These computer program instructions may also be loaded onto a computer or other programmable data processing apparatus to cause a series of operational steps to be performed on the computer or other programmable apparatus to produce a computer implemented process such that the instructions which execute on the computer or other programmable apparatus provide steps for implementing the functions specified in the flowchart flow or flows and/or block diagram block or blocks.

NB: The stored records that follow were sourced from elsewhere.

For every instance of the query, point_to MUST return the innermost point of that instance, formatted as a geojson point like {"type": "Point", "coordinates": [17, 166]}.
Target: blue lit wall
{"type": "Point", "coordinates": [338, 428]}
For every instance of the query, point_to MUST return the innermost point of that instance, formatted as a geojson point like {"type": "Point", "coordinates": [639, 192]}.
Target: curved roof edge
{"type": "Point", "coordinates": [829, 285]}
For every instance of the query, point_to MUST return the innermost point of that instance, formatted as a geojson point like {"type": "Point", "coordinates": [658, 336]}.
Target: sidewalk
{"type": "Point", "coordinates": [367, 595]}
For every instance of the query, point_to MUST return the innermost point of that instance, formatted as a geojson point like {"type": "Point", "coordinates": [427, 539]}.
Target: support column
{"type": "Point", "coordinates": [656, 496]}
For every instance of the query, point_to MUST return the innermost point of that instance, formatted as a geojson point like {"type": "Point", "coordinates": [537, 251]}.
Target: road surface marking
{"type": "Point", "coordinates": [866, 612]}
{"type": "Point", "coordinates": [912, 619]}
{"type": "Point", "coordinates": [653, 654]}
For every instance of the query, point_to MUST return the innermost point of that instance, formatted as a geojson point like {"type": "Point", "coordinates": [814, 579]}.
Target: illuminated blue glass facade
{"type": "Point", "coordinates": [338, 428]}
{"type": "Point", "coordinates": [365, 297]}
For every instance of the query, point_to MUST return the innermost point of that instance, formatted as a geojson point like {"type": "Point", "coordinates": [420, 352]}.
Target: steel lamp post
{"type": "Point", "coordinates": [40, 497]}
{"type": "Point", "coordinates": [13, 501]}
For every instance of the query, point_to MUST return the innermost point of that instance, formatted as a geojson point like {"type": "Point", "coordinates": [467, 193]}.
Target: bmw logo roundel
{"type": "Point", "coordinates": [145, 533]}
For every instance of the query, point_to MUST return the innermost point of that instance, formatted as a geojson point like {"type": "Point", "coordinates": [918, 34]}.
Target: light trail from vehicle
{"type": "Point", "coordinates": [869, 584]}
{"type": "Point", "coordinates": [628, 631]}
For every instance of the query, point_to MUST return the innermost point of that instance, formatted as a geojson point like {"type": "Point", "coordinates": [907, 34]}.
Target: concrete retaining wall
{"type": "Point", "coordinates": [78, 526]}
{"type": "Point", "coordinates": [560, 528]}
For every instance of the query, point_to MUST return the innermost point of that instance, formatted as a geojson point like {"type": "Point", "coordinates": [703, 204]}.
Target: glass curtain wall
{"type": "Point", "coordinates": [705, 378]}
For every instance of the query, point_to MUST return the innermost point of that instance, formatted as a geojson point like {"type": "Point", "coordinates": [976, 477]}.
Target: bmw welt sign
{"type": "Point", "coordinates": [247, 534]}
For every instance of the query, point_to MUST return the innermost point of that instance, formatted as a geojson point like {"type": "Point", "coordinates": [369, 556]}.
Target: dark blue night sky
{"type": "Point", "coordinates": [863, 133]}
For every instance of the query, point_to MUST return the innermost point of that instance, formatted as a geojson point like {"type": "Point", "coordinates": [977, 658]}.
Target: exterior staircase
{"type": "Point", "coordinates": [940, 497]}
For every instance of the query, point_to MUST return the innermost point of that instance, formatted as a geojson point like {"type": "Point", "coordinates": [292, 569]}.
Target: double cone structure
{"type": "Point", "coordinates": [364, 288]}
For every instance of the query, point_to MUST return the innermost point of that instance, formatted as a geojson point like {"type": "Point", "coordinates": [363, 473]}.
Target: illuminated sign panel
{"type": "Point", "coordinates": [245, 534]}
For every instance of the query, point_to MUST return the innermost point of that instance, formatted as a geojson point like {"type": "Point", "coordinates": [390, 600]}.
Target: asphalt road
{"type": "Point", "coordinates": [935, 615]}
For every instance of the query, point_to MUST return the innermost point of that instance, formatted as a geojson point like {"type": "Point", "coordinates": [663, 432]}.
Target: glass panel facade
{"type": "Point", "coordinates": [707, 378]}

While preferred embodiments of the present application have been described, additional variations and modifications in those embodiments may occur to those skilled in the art once they learn of the basic inventive concepts. It is therefore intended that the following claims be interpreted as including the preferred embodiments and all such alterations and modifications as fall within the scope of the application.
It will be apparent to those skilled in the art that various modifications and variations can be made in the present application without departing from the spirit or scope of the application. Thus, if such modifications and variations of the present application fall within the scope of the claims and the equivalents thereof, the present application is intended to cover such modifications and variations.

Claims (12)

1. A method of text evaluation, the method comprising:
obtaining a text to be evaluated obtained by performing machine translation on an original text and a standard translation text corresponding to the original text;
carrying out phrase alignment on each candidate phrase to be evaluated in the text to be evaluated and the standard phrases in the standard translation text to obtain standard phrases corresponding to each candidate phrase to be evaluated;
respectively replacing at least one target phrase to be evaluated in the candidate phrases to be evaluated with a corresponding standard phrase, and determining the confusion degree variation of the text to be evaluated before and after each target phrase to be evaluated in the at least one target phrase to be evaluated is replaced, wherein the confusion degree characterizes the semantic fluency of the text to be evaluated;
and determining target labels of corresponding target phrases to be evaluated based on the confusion degree variation.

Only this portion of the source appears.